Analisis Bareksa memproyeksikan Indonesia masih akan mengalami surplus neraca berjalan (Current Account) sekitar 0,7 persen -1,2 persen dari PDB tahun ini. Selain itu, Bank Indonesia juga diperkirakan akan menaikkan suku bunga acuannya menjadi 4 persen di akhir 2022 dari level saat ini 3,5 persen.
Prediksi tersebut mempertimbangkan ekspektasi inflasi Indonesia tidak melampaui angka 5 persen secara tahunan pada tahun ini.

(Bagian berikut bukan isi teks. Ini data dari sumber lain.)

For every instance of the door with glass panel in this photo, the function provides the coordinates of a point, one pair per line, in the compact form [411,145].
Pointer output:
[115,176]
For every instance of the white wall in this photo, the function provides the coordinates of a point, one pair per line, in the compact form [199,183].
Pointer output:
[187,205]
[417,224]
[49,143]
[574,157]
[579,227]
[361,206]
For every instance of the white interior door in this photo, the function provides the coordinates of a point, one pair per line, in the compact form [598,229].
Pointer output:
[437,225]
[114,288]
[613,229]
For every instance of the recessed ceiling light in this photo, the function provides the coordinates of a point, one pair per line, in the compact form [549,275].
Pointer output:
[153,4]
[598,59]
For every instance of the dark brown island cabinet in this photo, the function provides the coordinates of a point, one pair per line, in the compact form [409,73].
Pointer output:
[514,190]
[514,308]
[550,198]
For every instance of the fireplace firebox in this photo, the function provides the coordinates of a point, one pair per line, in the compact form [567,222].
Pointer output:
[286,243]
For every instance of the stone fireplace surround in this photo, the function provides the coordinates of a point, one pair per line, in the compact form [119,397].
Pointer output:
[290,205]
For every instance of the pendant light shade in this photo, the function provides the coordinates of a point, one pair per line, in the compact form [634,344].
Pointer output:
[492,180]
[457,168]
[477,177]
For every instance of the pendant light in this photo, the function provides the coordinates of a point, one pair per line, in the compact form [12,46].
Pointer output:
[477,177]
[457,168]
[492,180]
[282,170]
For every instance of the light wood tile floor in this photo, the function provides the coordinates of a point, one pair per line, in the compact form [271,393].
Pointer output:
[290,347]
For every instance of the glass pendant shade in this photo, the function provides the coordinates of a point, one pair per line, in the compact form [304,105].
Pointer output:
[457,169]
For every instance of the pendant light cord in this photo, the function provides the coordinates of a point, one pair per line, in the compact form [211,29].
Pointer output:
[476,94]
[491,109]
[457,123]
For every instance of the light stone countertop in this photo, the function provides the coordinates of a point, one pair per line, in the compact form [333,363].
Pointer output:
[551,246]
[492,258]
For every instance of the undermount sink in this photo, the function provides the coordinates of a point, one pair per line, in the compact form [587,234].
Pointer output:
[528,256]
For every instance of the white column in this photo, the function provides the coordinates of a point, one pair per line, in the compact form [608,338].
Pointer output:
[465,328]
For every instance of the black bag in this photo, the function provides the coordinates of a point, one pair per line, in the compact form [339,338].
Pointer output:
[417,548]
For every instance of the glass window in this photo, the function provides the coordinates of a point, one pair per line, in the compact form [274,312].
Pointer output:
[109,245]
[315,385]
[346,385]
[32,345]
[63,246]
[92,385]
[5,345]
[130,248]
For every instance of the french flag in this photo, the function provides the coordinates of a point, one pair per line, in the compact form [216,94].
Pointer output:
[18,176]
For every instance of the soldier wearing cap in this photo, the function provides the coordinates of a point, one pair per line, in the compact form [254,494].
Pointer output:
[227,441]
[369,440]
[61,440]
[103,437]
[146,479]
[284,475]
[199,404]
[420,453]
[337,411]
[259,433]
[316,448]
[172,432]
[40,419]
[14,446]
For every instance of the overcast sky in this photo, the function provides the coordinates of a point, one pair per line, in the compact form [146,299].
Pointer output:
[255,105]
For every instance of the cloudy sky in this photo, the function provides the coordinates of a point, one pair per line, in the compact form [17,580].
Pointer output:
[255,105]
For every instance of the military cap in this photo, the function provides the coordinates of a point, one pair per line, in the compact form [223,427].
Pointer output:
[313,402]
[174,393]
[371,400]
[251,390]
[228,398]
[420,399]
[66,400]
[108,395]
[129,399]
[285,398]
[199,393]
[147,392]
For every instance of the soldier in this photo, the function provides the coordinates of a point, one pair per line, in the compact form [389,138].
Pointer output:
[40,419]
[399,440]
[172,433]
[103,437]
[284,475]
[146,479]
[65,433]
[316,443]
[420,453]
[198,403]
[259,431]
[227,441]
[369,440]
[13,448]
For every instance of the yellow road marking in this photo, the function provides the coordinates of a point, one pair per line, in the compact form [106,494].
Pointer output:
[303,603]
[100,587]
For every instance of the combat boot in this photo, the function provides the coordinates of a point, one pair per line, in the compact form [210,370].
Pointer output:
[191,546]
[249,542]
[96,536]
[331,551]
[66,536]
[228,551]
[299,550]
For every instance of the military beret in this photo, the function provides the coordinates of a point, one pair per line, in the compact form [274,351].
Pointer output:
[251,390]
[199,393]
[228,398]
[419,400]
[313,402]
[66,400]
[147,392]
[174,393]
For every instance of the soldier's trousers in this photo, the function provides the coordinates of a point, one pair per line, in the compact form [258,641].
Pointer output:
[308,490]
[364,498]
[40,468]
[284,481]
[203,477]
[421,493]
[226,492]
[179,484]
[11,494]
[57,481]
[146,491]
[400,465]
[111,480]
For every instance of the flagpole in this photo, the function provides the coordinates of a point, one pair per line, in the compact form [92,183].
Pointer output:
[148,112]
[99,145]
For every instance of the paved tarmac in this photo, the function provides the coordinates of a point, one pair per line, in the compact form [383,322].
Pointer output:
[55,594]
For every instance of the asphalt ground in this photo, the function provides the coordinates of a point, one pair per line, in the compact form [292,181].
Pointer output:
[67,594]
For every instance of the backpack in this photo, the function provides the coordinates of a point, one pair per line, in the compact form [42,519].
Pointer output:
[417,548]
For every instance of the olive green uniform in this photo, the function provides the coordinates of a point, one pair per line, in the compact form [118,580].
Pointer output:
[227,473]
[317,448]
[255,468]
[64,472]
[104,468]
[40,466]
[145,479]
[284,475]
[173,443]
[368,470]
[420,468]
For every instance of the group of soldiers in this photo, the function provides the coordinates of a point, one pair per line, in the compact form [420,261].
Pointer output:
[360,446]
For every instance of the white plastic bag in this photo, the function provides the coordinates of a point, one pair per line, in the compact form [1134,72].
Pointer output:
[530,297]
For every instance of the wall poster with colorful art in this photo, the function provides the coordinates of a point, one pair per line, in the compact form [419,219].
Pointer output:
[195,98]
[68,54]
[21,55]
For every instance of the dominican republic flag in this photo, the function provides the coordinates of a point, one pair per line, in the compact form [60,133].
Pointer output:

Melihat data tersebut, prospek reksa dana saham dan reksa dana indeks juga masih menarik hingga akhir tahun terutama reksadana yang berbasis saham berkapitalisasi besar (big caps) yang bergerak di sektor keuangan dan infrastruktur. Sebab saat terjadi fenomena window dressing jelang akhir tahun, sektor tersebut akan diburu investor terlebih dahulu.
“Investor dapat menikmati potensi imbal hasil yang lebih optimal di dua reksa dana tersebut dengan target Indeks Harga Saham Gabungan (IHSG) berada di level 7.200 - 7.400 hingga akhir tahun,” imbuh Putu.
Investor dapat mempertimbangkan untuk akumulasi secara bertahap di reksa dana saham dan reksa dana indeks, jika pasar saham (IHSG) mengalami penurunan ke kisaran level 6.500 - 6.700.
Namun untuk saat ini, guna mengantisipasi dampak lonjakan inflasi dan potensi kenaikan suku bunga, investor dapat mendiversifikasi investasinya di reksa dana pasar uang dan reksa dana pendapatan tetap berbasis obligasi korporasi.